Rawhide Robinson smiled. “Sure. But the shootin’ didn’t start. The time I’m a-thinkin’ of, the lead was flying like a swarm of mosquitoes. The fact that I wasn’t perforated like a screen door was downright lucky.”
“Well, tell us!”
“What happened?”
“Where?”
“When?”
“Why?”
“How?”
Wiggling down into a more comfortable crouch, Rawhide Robinson tipped back his thirteen-gallon hat, swallowed the last sip of his stimulating liquid refreshment, and heaved a long sigh. “It’s like this,” he said.
“One time I and a crew of Texas drovers took a mixed herd up into the west end of Colorado to stock a ranch there. The place was owned by some nob from Scotland who had more money than he knew how to spend. Thing was, he had a brother down in Texas who had even more money. And it was that Texas brother’s ranch that supplied the stock. Anyway, we got the cattle to Colorado without incident and I was fixin’ to mosey on back to Texas with the herd money in my saddlebags—gold coins, it was, along with some bank notes and drafts and other such items of legal tender—when that Scotchman asked me for a favor.
“He had this shotgun, see, that was a family heirloom he wanted me to carry back to his brother. Oh, it was quite the piece of weaponry—double-barreled eight-gauge goose gun, it was. Weighed about as much as a yearling steer, it did, and the bores in those barrels looked wide enough to drive that same steer through. Darn near the size of those in the cannons on this here boat, they was. The metal on that gun was engraved with these real pretty swirly curlicue designs and polished all shiny, the wood carved and crosshatched and buffed to a glossy gleam. It had twin triggers and—”
“Enough with the gun, already!” an impatient sailor interrupted.
“Tell the story!” another said.
“Get to the shootin’!” said another.
“Boys! Boys!” Rawhide Robinson said. “In the immortal words of the great Bard of Avon—I believe it was in his play Hamlet—‘Upon the heat and flame of thy distemper sprinkle cool patience.’ I’ll get to it in due time, so you-all just relax and enjoy the ride. Now, where was I?”
“Nowhere, yet!” a still-impatient sailor complained.
“You was gettin’ ready to go back to Texas,” one, more helpful, offered.
“Right. So I was. Well, then, here’s what happened.

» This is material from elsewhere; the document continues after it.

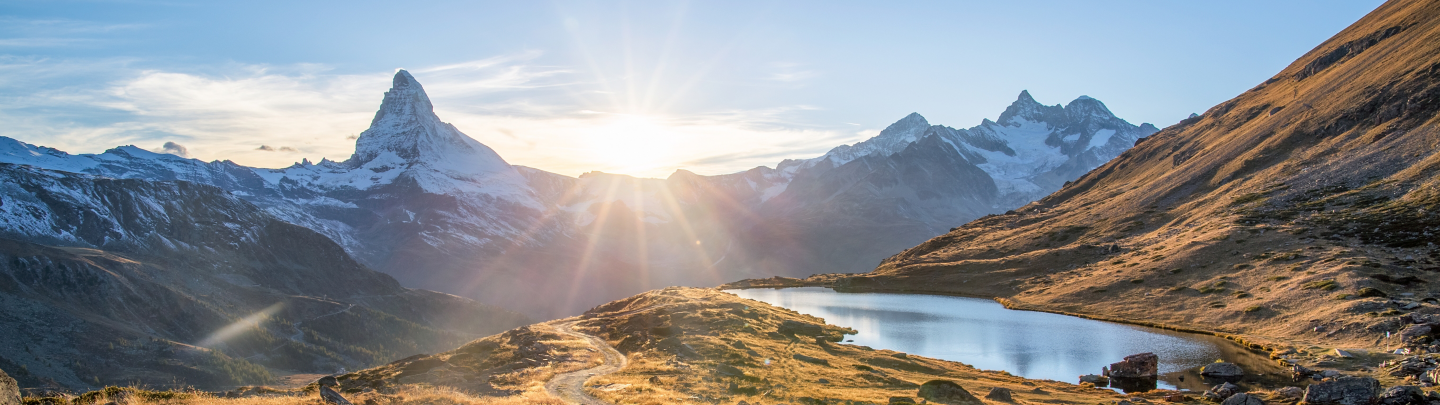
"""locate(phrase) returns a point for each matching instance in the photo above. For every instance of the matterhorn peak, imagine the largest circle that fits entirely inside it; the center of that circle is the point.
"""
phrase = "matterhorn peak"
(405, 98)
(406, 134)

I stowed that shotgun in my saddle boot and headed for the high country, wanting to see what had become of Pike’s Peak and all the mining camps and such since I was there last.
“I was rambling along through the Sangre de Cristo Mountains when I came across this high mountain valley. Oh, it was right pretty—tall trees all around, a nice little lake, grassy meadows—well you get the picture, I guess. What I didn’t know until I broke out into an open place was that there was a road agent convention goin’ on at the same time. One whole end of that valley was chockablock with criminals—”
“Baloney!”
“Bunk!”
“Balderdash!”
“Blarney!”
“Bull!”
“It’s true, boys, sure as I’m sittin’ here. Call it what you will—desperado rendezvous, confab of crooks, highwayman assemblage, outlaw powwow, robber rally, bandit clambake—it don’t much matter what handle you attach to it. The fact is, most every man—and more than a few females—in all of the West with larcenous leanings had showed up there to do what folks do at such gatherings. I’m tellin’ you, it was a regular congress of corruption.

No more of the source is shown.